Is it prudent to continue running on a regular basis during the first months of pregnancy? Everyone should seek the advice of their gynaecologist when answering this question. They should also take into account a certain number of recommendations which apply to every mum-to-be.

> Seek the advice of your gynaecologist and your GP in order to avoid any risk

There is one point on which the entire medical profession agrees however: women who have never run on a regular basis are strongly advised not to run during the pregnancy. Conversely, those who have proven running experience can continue their physical exercise during the first 13 weeks. It is of course imperative that you ask the advice of your gynaecologist or GP in advance. It is also essential that you listen to your own body whenever you go out running.

The first three months of the pregnancy are often troubled by morning sickness. According to the statistics of the American College of Obstetricians and Gynecologists, 70 to 85% of pregnant women suffer from this. It is therefore important – despite any aversion to certain types of food – to maintain a calorie intake, which is in keeping with the requirement of the physical activity in addition to that of the pregnancy. Food that is rich in iron, calcium and vitamin D should be included in the diet. Also take care to eat enough fibre and drink sufficiently throughout the day.

 

> You should take great care…

There are no prior contra-indications during the first three months for women who run on regular basis. According to a number of doctors, regular sports practice during the first three months – or after this period if the pregnancy is going smoothly – helps to improve the health of the fetus. However, the following should be avoided:

– Starting a new training programme involving an increase in the weekly mileage or undertaking outings that were not previously taken prior to pregnancy.

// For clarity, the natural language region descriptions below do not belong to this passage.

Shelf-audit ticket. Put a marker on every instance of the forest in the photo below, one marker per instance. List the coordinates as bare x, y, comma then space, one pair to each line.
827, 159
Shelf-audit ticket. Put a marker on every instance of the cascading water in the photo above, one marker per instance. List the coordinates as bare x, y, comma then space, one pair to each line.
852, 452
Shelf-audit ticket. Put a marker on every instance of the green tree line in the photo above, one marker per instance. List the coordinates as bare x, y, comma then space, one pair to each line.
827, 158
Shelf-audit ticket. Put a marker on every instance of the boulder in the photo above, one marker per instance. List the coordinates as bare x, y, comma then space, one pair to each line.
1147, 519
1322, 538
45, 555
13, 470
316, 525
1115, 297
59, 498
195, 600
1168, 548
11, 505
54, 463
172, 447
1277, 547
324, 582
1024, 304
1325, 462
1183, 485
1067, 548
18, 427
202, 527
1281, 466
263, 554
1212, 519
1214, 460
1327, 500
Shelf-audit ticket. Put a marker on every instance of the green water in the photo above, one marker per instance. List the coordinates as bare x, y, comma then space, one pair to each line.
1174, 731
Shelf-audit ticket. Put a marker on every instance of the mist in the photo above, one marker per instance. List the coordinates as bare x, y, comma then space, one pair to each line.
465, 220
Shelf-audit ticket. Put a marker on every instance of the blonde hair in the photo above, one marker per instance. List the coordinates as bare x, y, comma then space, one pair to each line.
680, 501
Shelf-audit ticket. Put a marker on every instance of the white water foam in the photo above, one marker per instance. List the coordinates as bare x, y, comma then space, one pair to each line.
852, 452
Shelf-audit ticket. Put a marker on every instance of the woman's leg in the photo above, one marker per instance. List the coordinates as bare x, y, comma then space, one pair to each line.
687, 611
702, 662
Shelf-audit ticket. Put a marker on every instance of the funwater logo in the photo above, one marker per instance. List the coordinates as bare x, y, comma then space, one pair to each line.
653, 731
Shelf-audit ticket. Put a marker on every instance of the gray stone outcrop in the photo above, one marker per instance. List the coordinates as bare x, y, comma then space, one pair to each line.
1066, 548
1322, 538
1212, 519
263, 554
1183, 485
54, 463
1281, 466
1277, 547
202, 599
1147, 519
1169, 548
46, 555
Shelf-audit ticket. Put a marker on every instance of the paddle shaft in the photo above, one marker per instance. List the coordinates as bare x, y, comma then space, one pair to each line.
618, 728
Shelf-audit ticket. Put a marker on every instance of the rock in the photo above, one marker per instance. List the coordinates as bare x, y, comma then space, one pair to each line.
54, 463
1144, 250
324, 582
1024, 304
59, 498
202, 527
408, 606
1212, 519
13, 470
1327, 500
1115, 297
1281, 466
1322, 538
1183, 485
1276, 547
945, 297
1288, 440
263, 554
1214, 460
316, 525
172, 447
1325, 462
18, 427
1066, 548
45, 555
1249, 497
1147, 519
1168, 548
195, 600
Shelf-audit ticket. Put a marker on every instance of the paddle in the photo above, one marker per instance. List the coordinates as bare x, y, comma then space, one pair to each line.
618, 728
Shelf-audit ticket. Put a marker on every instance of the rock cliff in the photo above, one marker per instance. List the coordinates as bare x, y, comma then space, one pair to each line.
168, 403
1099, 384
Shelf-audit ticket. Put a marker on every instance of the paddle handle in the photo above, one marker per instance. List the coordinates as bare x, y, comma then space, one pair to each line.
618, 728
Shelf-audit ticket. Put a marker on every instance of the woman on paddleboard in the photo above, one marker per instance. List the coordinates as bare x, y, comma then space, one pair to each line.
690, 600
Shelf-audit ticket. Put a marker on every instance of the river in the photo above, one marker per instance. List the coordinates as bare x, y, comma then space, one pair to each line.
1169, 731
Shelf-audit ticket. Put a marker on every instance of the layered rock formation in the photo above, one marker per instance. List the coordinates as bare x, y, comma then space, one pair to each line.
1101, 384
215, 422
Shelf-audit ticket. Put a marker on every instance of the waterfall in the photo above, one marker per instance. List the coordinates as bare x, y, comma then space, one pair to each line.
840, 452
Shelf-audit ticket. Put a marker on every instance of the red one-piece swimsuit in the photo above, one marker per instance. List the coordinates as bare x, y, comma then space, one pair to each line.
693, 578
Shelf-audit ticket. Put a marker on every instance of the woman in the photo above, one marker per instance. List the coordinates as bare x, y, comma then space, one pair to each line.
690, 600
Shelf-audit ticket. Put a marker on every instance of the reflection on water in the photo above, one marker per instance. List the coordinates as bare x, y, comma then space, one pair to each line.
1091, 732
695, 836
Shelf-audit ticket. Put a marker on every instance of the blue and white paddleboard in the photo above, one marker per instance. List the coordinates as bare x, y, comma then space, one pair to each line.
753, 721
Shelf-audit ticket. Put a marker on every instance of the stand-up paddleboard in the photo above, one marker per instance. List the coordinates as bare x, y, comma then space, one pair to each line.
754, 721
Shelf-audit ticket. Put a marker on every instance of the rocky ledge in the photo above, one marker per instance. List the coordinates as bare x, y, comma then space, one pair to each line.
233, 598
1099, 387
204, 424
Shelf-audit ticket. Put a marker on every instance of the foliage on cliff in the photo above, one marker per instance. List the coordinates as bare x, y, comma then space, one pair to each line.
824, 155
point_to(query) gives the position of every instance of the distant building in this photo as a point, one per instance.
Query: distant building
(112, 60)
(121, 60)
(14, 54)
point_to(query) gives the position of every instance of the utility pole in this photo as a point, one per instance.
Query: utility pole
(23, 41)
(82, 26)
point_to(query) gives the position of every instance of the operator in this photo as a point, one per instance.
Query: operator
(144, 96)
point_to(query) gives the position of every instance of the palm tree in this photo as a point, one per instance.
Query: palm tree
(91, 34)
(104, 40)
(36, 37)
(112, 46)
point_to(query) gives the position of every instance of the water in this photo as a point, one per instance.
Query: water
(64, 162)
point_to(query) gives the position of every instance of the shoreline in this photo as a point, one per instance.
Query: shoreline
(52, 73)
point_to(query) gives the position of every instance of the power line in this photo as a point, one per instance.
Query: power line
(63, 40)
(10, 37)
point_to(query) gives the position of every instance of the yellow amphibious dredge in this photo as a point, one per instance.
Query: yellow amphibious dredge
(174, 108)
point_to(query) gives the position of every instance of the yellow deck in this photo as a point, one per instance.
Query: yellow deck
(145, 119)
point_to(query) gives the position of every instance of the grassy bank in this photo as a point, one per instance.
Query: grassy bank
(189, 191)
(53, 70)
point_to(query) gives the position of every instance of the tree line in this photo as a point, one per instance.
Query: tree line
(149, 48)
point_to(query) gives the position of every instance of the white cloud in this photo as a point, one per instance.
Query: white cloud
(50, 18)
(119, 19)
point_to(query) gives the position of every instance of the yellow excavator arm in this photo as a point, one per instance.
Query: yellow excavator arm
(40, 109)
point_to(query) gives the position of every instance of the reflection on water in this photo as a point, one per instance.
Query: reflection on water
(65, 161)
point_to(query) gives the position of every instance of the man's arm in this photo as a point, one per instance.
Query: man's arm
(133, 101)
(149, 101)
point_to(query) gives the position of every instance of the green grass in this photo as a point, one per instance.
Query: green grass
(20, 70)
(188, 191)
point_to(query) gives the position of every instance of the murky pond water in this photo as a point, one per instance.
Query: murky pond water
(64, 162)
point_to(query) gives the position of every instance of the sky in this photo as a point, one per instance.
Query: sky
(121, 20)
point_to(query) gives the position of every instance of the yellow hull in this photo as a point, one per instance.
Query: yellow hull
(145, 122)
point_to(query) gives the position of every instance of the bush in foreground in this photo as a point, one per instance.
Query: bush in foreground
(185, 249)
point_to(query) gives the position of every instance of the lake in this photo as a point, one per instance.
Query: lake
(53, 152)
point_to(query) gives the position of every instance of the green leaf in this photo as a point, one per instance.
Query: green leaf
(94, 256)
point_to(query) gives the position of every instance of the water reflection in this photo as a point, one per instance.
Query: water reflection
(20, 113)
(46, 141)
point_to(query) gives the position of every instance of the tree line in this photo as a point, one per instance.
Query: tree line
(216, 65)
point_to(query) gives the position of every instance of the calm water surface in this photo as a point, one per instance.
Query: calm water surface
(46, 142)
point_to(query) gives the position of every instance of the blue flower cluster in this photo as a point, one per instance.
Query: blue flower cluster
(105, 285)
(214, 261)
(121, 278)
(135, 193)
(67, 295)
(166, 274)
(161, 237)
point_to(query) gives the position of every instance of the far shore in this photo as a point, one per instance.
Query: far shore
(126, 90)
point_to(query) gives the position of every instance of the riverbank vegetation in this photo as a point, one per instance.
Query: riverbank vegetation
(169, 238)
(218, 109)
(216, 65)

– Increasing the level of effort to the highest limits. Engage in basic endurance training rather than interval training (on track or in the countryside), which should be avoided. The level of breathlessness must remain at a low or moderate level.

– Attempting to beat a personal best. It is not uncommon for sportswomen to ‘find out’ that they are pregnant just a few days or weeks before competition. Even if this can be frustrating, you need to be reasonable. There’s no reason why you should not start the race But forget about achieving a record time!

– Running in extreme weather conditions. Particularly during the summer. It is advisable to go running at the crack of dawn.. Similarly, it is important to reduce the static stretching exercises and ensure that you drink before, during and after the run.

 

Remember:

Weight gain is generally minimal during the first 13 weeks of pregnancy. It is unlikely – although not unheard of – that your weekly runs will be disrupted by back pains. However, the initial ‘unpleasant’ effects of pregnancy can discourage mothers-to-be from running: major fatigue, constipation, frequent need to urinate. These are just some of the symptoms that must be taken into consideration and attended to.